The political history of Don King

Boxing promoter Don King thrust himself back into the political scene Wednesday when he dropped the N-word at a Donald Trump minority outreach event.

It’s the latest step into the political fray for King, who has a long history of colorfully weighing in on politics on both sides of the aisle going back half a century.

After serving nearly four years in prison for a manslaughter conviction in 1966 for killing an associate who owed him $600, King was later pardoned of the crime in 1983 by then-Ohio Gov. Jim Rhodes. The governor received letters of recommendation from several luminaries, including former presidential candidate Jesse Jackson, a Democrat, and then-Cleveland mayor (and future Ohio senator) George Voinovich, a Republican.
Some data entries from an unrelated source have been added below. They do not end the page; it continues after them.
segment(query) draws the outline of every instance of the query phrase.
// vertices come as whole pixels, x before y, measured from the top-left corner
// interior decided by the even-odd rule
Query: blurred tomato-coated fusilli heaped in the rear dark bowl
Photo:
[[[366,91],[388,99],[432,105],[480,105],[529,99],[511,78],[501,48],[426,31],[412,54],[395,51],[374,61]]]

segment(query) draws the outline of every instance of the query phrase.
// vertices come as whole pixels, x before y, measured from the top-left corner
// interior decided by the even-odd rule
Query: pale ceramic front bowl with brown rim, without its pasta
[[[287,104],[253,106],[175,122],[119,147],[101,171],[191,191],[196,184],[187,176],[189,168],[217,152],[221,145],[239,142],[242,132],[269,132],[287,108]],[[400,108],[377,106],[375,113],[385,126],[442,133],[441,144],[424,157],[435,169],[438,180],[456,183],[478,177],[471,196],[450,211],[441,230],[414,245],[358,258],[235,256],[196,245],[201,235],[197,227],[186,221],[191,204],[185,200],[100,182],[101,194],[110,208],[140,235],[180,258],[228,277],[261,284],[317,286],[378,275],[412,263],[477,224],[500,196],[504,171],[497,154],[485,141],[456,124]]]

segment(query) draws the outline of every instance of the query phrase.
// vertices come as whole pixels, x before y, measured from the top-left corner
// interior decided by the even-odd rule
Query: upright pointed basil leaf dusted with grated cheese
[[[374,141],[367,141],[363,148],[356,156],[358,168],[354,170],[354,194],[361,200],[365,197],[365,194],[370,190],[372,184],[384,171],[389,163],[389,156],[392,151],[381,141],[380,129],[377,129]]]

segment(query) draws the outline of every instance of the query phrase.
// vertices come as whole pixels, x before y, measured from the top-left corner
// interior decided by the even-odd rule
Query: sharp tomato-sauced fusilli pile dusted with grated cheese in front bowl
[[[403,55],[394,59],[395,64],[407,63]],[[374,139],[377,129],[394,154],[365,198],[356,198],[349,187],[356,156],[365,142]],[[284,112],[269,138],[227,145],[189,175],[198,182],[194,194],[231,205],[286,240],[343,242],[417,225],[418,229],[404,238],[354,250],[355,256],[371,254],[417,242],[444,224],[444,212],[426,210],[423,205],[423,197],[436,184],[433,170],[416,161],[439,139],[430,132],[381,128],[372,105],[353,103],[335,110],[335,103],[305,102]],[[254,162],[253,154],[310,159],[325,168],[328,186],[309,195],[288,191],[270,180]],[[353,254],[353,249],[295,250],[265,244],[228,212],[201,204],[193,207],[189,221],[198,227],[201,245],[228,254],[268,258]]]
In 1992, King invoked his Fifth Amendment rights and refused to answer questions before a Senate subcommittee investigating ties between boxing and organized crime.

Here are a few other political highlights from King’s career:

‘Republicrat’

At the June funeral for Muhammad Ali, with whom King at one point worked, he declared his non-partisan status.

“I’m endorsing the people. I’m not a Republican or a Democrat, I’m a Republicrat, and I go with the will of the people,” he told the New York Daily News.

Hillary Clinton

King previously praised Trump’s Democratic presidential rival, Hillary Clinton, calling her “dynamic” at a 2014 fundraiser for Senate Minority Leader Harry Reid, a major Trump critic.

“I have been a supporter of Secretary Clinton for a long time,” King said at the event, which benefited the Nevada senator’s re-election campaign.

“She is a dynamic woman, and I am a fighter for woman’s rights,” he added.

Barack Obama

The Cleveland native supported President Barack Obama in both 2008 and 2012. At the time, he said white voters struggling to get behind a black candidate need to move past it.

King said they should “ask God to help you pretend that Barack Obama is white,” he told journalists.

“I understand very well that after more than three centuries of being taught, conditioned and indoctrinated to hate the black man as your inferior, it is unrealistic to think that now you can just change to respect him,” he wrote.

“Try to think of your beloved country America and what’s best for Miss Liberty,” King added. “Then try not to think of Barack Obama as a black man but as an American fighting for what’s best for your children and your country.”

Reince Priebus

King, The New York Times reported, was supposed to address this summer’s Republican National Convention, but several Republican National Committee officials, including chairman Reince Priebus, nixed the idea, citing the promoter’s legal problems. King later said the party chairman removed him because he doesn’t “like black people.”

“I’m not speaking because Reince Priebus is still thinking he don’t like black people,” King told reporters in July. “I have less than a damn about what Reince Priebus thinks, especially when he’s so antiquated.”

Black Lives Matter

King spoke on the tensions between black residents and law enforcement, saying the “root” of the problem gets lost in social media.

“You can’t use short-term slogans because people don’t understand and they twist them around,” he said on the floor of the Republican National Convention. “In our hashtag culture, we treat the effects, not the cause. You’ve got to get to the cause.”

Female voters

“You got to understand what I’m trying to say to you is that the white woman — and I put it in this kind of (words) so you understand what I’m saying — the white woman and the slave, the people of color,” King said Wednesday while campaigning for Trump. “When the system was created, they did not get heard. The first will be last and the last will be first.”

“The white woman did not have the rights, and she still don’t have the rights,” he added. “And people of color don’t have their rights — those are the ‘left outs.'”

“Donald Trump says no — we (are) going back to inclusiveness,” King added. “Everybody counts.”

On which political party is best for black voters

“Martin Luther King says that both the Republican and the Democrat have a long history of using the black vote as a political football: Promise us everything, give us nothing,” he told New York Magazine in 2004.

George W. Bush

“Oooh! I get a passion. I’m getting excited right now when you said that. George Walker Bush — he’s tough-minded but he’s tender-hearted. He’s trying to reclaim that glory of that American Dream for all Americans. He put African-Americans in top policy positions higher than any president. He took two people, black, and put them in charge of 300 million people for their security,” he told New York Magazine.

On Bush and terrorism

“George Bush utilizes the big stick. Whatever means necessary. If he wasn’t in that White House when we had that despicable attack of terrorism in New York, I shudder to think, I tremble at what would be happening. We would probably have to be doing this interview on the underground, secretly, for fear if we’d go to the street, the treachery that abounds would take alight,” he said in New York Magazine.